Fiber is one of the biggest nutrients we lose when we eat refined products instead of whole grain. The Dietary Guidelines for Americans recommend that adult women consume 25 grams per day of fiber, while men should have 38 grams. A 200-calorie serving of Barilla whole-grain penne, for example, offers more than six grams; its refined cousin has two.
Along with normalizing bowel movements, fiber-heavy foods can be helpful in weight loss. Foods with lots of fiber tends to have fewer calories for the same volume of food. That's key for maintaining a healthy body-mass index and diet, said Linda Van Horn, a nutrition professor at Northwestern University’s medical school.
“You feel fuller when you've consumed those kinds of food,” Van Horn said. “That's why any high-fiber whole grain provides this sense of fullness that helps you to reduce your total intake of calories.”
A well-known survey published earlier this year of nearly 45,000 Americans’ eating habits shows an inverse relationship between whole-grain consumption and body-mass index. Whole grains have been demonstrated to reduce the risk of heart disease, cancer, mortality from all causes and stroke.

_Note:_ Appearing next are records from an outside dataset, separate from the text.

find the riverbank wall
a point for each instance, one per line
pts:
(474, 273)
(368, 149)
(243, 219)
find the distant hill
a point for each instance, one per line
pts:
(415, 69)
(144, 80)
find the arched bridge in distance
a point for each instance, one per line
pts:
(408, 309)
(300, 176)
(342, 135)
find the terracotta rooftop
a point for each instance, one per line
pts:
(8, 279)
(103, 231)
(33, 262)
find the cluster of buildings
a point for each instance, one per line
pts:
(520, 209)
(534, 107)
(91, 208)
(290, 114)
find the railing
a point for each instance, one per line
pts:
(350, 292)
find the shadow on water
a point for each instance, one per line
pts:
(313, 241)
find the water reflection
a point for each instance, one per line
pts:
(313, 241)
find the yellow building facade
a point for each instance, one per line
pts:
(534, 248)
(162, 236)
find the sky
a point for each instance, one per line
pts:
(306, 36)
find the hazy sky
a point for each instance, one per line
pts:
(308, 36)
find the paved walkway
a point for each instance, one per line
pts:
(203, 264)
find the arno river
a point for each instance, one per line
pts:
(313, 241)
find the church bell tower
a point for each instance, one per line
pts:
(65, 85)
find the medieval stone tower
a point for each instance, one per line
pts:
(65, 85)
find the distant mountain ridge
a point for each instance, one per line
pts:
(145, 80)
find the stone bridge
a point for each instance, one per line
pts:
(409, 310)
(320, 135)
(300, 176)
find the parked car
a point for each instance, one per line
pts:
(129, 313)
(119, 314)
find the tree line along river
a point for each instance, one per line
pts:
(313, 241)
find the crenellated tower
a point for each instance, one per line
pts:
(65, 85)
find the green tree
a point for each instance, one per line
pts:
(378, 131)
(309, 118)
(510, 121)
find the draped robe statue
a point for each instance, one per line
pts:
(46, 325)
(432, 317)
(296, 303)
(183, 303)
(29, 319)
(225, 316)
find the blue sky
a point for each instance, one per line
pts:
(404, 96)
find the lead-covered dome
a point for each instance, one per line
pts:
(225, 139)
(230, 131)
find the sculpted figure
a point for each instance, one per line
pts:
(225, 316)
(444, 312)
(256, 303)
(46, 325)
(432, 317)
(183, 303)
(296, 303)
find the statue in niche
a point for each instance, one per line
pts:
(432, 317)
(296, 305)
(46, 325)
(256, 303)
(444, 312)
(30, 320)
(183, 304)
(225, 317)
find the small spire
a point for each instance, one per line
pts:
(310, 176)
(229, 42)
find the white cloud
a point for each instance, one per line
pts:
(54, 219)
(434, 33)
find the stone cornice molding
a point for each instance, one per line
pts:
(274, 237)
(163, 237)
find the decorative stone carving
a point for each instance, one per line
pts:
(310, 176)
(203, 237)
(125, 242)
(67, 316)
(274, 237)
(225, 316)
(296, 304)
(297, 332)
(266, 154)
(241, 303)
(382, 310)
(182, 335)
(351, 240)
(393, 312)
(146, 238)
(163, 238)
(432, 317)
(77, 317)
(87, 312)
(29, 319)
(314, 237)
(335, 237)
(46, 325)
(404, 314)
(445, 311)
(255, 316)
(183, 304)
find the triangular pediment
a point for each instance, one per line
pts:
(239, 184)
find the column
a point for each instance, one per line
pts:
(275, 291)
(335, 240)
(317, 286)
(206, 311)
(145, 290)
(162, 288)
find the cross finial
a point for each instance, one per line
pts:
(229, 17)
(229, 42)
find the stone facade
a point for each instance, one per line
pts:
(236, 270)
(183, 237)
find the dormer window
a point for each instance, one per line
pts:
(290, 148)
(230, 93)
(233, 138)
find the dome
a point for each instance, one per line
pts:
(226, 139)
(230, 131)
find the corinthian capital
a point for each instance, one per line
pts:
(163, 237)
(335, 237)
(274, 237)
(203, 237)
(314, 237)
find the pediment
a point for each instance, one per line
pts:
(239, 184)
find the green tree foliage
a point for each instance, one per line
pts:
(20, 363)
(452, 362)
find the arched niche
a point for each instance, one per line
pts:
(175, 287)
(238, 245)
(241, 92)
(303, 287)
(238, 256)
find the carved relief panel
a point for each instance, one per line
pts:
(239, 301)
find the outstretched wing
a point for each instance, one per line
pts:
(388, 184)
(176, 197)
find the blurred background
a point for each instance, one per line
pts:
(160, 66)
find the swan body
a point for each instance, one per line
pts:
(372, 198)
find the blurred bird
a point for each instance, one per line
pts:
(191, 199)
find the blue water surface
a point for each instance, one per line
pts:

That serving of Barilla whole-grain pasta also has nearly a quarter of your daily need for iron and magnesium, 28 percent of your needed phosphorus and eight grams of protein — all for two grams of sugar, 1.7 grams of fat and no sodium. Barilla's website lists none of those minerals for its white-flour variety.
Neuromed's pasta study did not differentiate between different types of grains, Iacoviello said. But Van Horn said that Italian pastas tended to be higher in whole grains than American varieties.
Grains are key in the Mediterranean diet as a source of fiber, protein and nutrients — but it’s only a component of it. Typically, at nine servings a day, fruits and vegetables are the foundation of the diet. Pasta can provide the satiety that veggies can’t, though.
“Eating pasta, which is a mainstay of Italian food, is not a ‘high calorie, gonna make you fat’ kind of food, as much as it is a mean towards balancing your caloric intake and compromising your satiety,” Van Horn said. “You’re keeping or losing your weight by consuming that kind of food.”